Eure Traurigkeit soll in Freude verwandelt werden. (Joh 16,20) Dieses Wort Jesu an seine Jünger stammt aus den sogenannten Abschiedsreden. Nur noch wenige Stunden ist er mit seinen Jüngern zusammen. Er spricht mit ihnen über ihre Traurigkeit angesichts seiner bevorstehenden Trennung von ihnen, seiner Verhaftung und seines Todes am Kreuz. Sie werden von da an ohne ihn zurechtkommen müssen. Sie ahnen, sein Abschied bedeutet nicht nur Trennung von ihm – und die ist schon schmerzlich genug -, sondern auch das Ende aller Hoffnungen, die sie auf ihn setzten und die sie mit ihm verbanden, das Ende aller göttlichen Liebe, die er verströmte und austeilte und in der sie sich geborgen wussten.
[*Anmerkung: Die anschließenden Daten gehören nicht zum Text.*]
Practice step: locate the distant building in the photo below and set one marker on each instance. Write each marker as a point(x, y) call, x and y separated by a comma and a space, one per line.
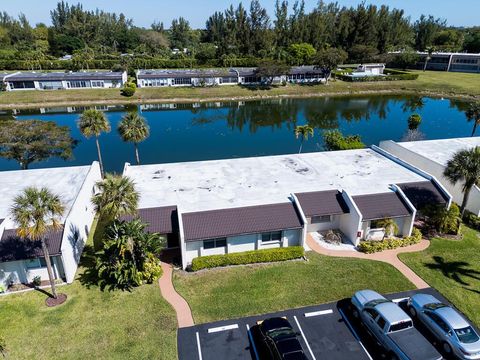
point(213, 77)
point(22, 259)
point(63, 80)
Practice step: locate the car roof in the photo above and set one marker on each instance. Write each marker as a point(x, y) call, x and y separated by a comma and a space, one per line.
point(392, 313)
point(364, 296)
point(452, 317)
point(275, 323)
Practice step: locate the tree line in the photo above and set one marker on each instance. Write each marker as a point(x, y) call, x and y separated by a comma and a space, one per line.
point(292, 35)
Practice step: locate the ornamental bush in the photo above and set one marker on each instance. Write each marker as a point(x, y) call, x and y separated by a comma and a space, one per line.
point(248, 257)
point(370, 247)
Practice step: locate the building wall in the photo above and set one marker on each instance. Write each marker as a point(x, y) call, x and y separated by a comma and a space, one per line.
point(436, 170)
point(16, 272)
point(242, 243)
point(350, 224)
point(78, 224)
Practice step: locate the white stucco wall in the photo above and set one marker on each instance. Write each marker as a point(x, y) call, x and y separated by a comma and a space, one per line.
point(242, 243)
point(350, 224)
point(78, 224)
point(435, 169)
point(17, 272)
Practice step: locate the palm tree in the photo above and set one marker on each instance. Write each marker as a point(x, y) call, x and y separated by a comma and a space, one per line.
point(92, 123)
point(473, 114)
point(117, 197)
point(302, 132)
point(464, 166)
point(37, 211)
point(134, 128)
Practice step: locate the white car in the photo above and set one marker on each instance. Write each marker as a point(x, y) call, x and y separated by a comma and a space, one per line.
point(456, 334)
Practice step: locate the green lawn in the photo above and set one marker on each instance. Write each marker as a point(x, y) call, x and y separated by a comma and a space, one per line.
point(248, 290)
point(91, 325)
point(429, 83)
point(453, 268)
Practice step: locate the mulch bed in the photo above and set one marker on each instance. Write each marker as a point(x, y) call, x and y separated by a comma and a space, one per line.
point(51, 302)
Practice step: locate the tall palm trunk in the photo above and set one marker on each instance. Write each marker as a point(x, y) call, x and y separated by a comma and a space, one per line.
point(99, 156)
point(466, 195)
point(137, 156)
point(49, 268)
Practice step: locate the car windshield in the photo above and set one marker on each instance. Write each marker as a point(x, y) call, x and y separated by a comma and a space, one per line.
point(467, 335)
point(376, 302)
point(401, 326)
point(280, 333)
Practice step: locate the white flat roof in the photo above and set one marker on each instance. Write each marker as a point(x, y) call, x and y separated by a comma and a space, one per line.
point(440, 151)
point(66, 182)
point(208, 185)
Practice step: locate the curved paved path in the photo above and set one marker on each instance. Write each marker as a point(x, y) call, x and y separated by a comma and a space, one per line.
point(184, 314)
point(387, 256)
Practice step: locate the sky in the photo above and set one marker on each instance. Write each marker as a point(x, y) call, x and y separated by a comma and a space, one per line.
point(145, 12)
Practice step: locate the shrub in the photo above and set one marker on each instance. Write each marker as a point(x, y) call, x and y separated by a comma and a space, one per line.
point(248, 257)
point(370, 247)
point(414, 121)
point(152, 269)
point(334, 140)
point(129, 89)
point(37, 281)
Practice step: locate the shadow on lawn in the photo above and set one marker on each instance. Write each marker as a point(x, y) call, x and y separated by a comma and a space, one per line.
point(454, 269)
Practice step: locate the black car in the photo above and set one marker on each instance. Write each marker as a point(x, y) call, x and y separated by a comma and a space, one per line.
point(281, 340)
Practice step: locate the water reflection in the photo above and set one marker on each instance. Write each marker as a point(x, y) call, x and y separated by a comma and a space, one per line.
point(214, 130)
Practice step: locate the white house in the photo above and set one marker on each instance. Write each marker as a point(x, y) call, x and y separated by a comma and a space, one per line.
point(64, 80)
point(224, 206)
point(213, 77)
point(432, 156)
point(22, 259)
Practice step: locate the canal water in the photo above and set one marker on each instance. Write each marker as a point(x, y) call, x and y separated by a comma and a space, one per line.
point(222, 130)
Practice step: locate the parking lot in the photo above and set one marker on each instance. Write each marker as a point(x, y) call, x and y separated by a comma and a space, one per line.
point(327, 331)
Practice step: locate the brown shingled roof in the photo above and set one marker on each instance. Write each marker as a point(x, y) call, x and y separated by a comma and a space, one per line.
point(13, 248)
point(162, 220)
point(381, 206)
point(320, 203)
point(239, 221)
point(423, 193)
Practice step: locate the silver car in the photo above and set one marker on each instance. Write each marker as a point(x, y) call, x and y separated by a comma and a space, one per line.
point(456, 335)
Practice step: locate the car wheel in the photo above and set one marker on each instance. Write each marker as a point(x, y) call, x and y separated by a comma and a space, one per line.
point(447, 348)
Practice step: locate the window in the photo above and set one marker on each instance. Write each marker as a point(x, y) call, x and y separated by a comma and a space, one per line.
point(214, 243)
point(321, 219)
point(35, 263)
point(381, 322)
point(272, 236)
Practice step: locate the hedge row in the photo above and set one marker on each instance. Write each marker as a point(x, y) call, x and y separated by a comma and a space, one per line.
point(392, 75)
point(248, 257)
point(370, 247)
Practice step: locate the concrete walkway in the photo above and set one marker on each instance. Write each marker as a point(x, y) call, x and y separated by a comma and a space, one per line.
point(184, 314)
point(388, 256)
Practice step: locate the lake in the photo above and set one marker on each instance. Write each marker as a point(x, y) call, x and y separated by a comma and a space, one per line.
point(204, 131)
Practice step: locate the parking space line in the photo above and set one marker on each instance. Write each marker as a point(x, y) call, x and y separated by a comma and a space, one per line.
point(223, 328)
point(400, 300)
point(253, 343)
point(304, 338)
point(199, 347)
point(318, 313)
point(354, 333)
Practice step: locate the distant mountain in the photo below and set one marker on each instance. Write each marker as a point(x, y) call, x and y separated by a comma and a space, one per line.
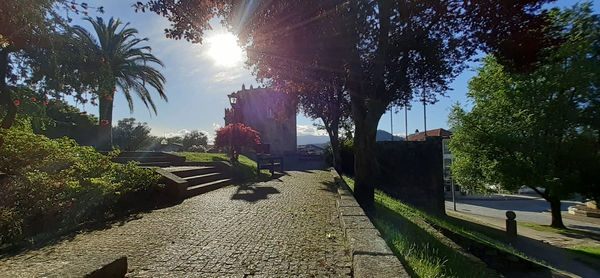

Aber Jesus spricht im gleichen Atemzug von der Freude. Ihre Traurigkeit soll in Freude verwandelt werden. Die Jünger verstanden das nicht. Und wir verstünden diese Rede auch nicht, wenn es nicht Ostern gäbe, seine Auferstehung von den Toten. Erst im Lichte des Ostergeschehens verwandelt sich Traurigkeit in Freude. Denn die Glaubenden sind doch nicht allein gelassen. Sondern sie haben Jesus weiterhin an ihrer Seite, allerdings anders als vor seiner Kreuzigung – nicht mehr fleischlich, sondern im Heiligen Geist. In ihm ist er ihnen nahe und teilt die Liebe Gottes und ewiges Leben weiterhin aus an alle, die ihm vertrauen.

Auf den Karfreitag, dem Tag, an dem der Tod alles zunichte zu machen schien, folgte schon am dritten Tag Ostern, der Sieg über den Tod, der Sieg der Liebe Gottes über alles Zerstörerische der Welt. Seitdem ist die Tür offen zu einem Leben, das nicht begrenzt ist durch unsere begrenzte Zeit auf Erden, durch Krankheit und Leid und alles Unrecht, allen Unfrieden und die Lieblosigkeit in dieser Welt. Mit einem einzigen Satz umschreibt Jesus die Verwandlung, die seine Jünger und alle, die ihm vertrauen, erfahren werden: Eure Traurigkeit soll in Freude verwandelt werden.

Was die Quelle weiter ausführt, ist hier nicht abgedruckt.